Are you really worried about managing your finance and save for your future? Do you need help on personal financial planning? Are you confused with the innumerous personal financial planners and tools available online and do not understand where and how to start? Here is the right article that can explain as to what has to be done, when and how for a perfect, relaxed and enjoyable future.
The first and foremost thing that you will have to understand is the fact that discipline is the most important aspect of personal financial planning. The technique involves the application of stringent rules for your finances in order to achieve your long term goals in life.
The top 7 strategies involve
1. Recognizing your saving needs and Understanding your current commitments
It’s important that you understand what you want to achieve with respect to your finances. Get to know how much do you want to save in the next 30 year time period? What would be your commitments in the next 30 years? And is there any current debt you are into? Understand your earnings and affordability before you proceed with personal financial planning.
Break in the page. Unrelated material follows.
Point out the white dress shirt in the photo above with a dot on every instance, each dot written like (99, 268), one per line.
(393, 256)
2. Term Insurance Is critical
Check out if you have already insured your life. This is very important if in case you are the single earning member of your family. Term insurance is the type of insurance in which your premium is nominal and returns are almost zero. The security that you get via insurance is definitely required for your beloved family. Ensure that the insurance amount is at least 9 times your annual gross salary.
3. Savings for Your Kids
It’s very necessary to allocate funds for your kid’s education and for his/her marriage in the long run. So plan well in advance. Get a chart of how much you require and when for your kid. Based on the chart prepared, start investing such that you get returns right on time when you need it for the betterment of your kid.
4. Health Insurance For Your Family
With the skyrocketing medical costs, it has become necessary to opt for health insurance of all the eligible family members. An annual premium towards health insurance for your family members can easily save you from spending lump sum at the time of emergency hospitalization of your family members.
Yearly dental, vision and master health checkups can even be covered under such health insurances.
5. Mitigation for Emergencies
If you are amidst an emergency, it’s very critical that you should have a corpus which you can make use of. Eventualities are very common and planning well and mitigating the emergency is in your hands. If you or any one in your family confronts an emergency that necessitates you to spend a few hundred thousands instantly, you should be able to. For this purpose, allocate a separate corpus saving and invest a part of your income month to this corpus so that you can feel relaxed even if you confront emergencies.
6. Retirement Planning
Ensure that you should have a very high corpus amount after your retirement to continue having the same status and way of living throughout your life. Take the inflation into account and market conditions may go up or come down. Plan your retirement in advance. Don’t ever touch the provident funds that you have when you are employed. This could be precious during your post retirement period.
7. Asset Consolidation from Aged Family Members
Make it a point to understand the savings that your parents have done. The lie of anyone is uncertain. So understand where and how your parents have saved and make sure that you don’t allow them to run down the drain due to sheer lack of knowledge. Get to know what they have done with their hard earned money so that you can make use of the techniques and the money usefully and efficiently at a point when they are not able to by themselves.